Despite their varying approaches, months on the trail have revealed two candidates as more alike than not.
“Both of these candidates fit into the ideological tradition of (Democrats Terry) McAuliffe, (Tim) Kaine and (Mark) Warner,” said Democratic strategist Jesse Ferguson. “This primary has been more of a contest of style, approach and focus than substantive policy differences.”
Perriello joined the race as resistance to the Trump agenda began to boom, and promised on the stump to make Virginia a bulwark against it. His bid was boosted soon thereafter by the backing of Sen. Bernie Sanders and his political organization, “Our Revolution,” along with a laundry list of former aides to President Barack Obama.

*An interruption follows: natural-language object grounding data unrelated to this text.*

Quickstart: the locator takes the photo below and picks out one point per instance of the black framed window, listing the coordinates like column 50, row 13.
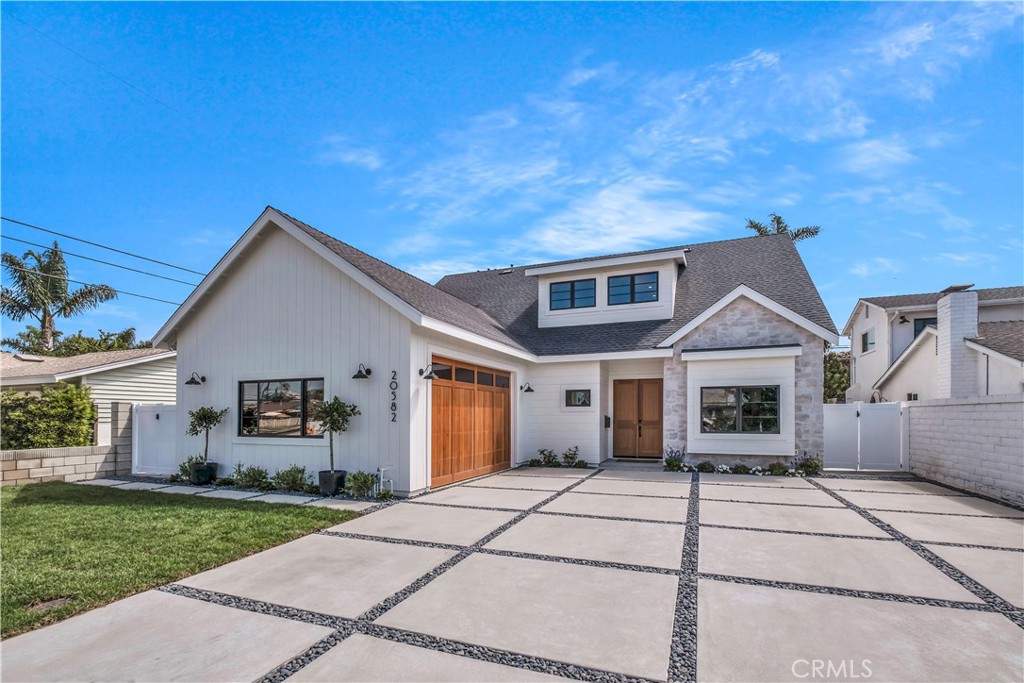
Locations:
column 921, row 323
column 574, row 294
column 739, row 410
column 280, row 408
column 637, row 288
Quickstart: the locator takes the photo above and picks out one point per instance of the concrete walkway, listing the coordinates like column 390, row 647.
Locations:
column 610, row 575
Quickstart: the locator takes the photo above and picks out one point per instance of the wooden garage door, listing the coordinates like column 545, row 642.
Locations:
column 471, row 421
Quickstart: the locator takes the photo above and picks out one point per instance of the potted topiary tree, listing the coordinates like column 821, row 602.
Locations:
column 334, row 416
column 201, row 421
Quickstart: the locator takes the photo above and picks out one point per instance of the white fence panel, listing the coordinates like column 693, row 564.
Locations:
column 153, row 439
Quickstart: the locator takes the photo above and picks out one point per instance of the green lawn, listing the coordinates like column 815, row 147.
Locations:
column 96, row 544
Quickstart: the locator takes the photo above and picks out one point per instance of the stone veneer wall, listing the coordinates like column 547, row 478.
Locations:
column 744, row 323
column 973, row 443
column 74, row 464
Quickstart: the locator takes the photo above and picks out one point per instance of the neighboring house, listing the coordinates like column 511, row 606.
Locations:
column 954, row 343
column 623, row 355
column 136, row 376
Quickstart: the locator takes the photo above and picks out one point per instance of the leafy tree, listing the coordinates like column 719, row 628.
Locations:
column 334, row 416
column 777, row 225
column 837, row 370
column 31, row 341
column 39, row 290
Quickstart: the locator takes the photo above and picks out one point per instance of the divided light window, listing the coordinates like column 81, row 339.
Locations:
column 576, row 294
column 632, row 289
column 280, row 408
column 739, row 410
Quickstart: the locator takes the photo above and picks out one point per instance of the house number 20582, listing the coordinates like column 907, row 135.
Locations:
column 393, row 386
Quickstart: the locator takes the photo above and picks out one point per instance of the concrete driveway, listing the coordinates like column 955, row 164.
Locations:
column 537, row 574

At first expected to cruise to the nomination without a serious challenge, Northam countered with a broader slate of state-based support. The governor, Terry McAuliffe, is backing his deputy. Virginia’s Democratic Sens. Tim Kaine and Mark Warner, along with attorney general Mark Herring have endorsed Northam. Both state House and Senate caucuses pledged their support just ahead of Perriello’s announcement.
As the campaign progressed, both candidates ran into roadblocks in the form of past votes that threatened to undermine their pitches to the party base. Perriello, who backed Obamacare, then defended his decision — and the law — when many of his Democratic colleagues backed off, was confronted on the trail for his support of the “Stupak Amendment,” a contentious proposed Obamacare tweak that would have denied federal money to insurance plans offering abortion coverage. (Perriello has since apologized, repeatedly, and while he currently has a 100% rating from abortion rights group NARAL, Northam has their endorsement.)

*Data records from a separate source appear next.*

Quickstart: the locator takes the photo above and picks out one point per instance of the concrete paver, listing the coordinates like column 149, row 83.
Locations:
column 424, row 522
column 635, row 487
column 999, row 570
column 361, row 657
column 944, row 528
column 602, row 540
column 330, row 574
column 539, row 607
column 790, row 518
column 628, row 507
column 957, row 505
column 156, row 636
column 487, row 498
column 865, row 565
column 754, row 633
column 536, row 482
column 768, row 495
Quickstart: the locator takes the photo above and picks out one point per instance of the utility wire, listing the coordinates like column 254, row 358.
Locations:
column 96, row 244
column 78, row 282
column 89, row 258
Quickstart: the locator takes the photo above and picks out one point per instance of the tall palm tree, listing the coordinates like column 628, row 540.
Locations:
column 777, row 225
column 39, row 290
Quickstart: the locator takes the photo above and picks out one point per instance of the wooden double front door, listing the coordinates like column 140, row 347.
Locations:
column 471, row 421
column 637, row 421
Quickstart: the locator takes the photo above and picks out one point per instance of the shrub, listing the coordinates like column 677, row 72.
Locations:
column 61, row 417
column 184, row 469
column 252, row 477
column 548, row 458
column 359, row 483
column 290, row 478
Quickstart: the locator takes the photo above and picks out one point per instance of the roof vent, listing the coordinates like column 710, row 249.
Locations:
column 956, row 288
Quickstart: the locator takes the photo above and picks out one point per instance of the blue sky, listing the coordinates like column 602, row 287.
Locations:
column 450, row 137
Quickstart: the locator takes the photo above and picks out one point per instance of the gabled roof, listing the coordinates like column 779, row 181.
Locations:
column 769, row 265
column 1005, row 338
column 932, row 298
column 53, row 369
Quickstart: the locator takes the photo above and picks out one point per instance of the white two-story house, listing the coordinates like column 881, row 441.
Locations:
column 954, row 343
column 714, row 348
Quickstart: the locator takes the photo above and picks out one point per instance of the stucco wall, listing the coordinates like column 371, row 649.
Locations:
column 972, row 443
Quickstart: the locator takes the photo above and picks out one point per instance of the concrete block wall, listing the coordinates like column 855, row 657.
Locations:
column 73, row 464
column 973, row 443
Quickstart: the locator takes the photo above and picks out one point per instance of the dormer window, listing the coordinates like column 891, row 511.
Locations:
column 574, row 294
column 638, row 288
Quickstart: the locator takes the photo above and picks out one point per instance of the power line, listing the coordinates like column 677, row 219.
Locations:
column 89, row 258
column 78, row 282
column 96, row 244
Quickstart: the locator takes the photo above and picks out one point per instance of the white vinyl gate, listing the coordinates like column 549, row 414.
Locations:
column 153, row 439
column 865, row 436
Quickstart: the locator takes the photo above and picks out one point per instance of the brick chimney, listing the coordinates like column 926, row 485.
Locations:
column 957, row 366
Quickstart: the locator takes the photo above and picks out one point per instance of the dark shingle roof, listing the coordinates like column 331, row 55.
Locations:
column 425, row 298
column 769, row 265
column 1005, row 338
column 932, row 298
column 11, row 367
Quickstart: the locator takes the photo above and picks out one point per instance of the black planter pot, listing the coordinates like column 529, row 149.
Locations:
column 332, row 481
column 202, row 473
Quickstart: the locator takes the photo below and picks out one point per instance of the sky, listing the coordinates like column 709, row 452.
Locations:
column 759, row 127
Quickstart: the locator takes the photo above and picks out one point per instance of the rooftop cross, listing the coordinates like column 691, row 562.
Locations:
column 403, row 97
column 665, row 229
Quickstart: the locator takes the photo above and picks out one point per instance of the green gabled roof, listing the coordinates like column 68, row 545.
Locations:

Northam has encountered his own difficulties. He has been attacked for taking money from the increasingly controversial Dominion Energy, a regulated monopoly that serves as the state’s largest energy supplier. Perriello announced early on that he would not accept donations from the influential company.
Northam has also been forced to cope with an admission that he voted — in 2000 and 2004 — for candidate and then President George W. Bush. Perriello drilled him on the decision throughout the campaign.
“I’m the only person in this race that’s been a Democrat my whole life,” Perriello said at a forum in May. “I voted for Democratic presidential candidates. I devoted my life for three years to trying to defeat George Bush’s agenda while Ralph Northam was voting for him twice.”
At a town hall in Richmond a month earlier, Perriello suggested those votes would hamstring Northam in a general election debate with the likely GOP nominee, Ed Gillespie, who served as the Republican National Committee chair during Bush’s re-election campaign before eventually working in his White House for 18 months.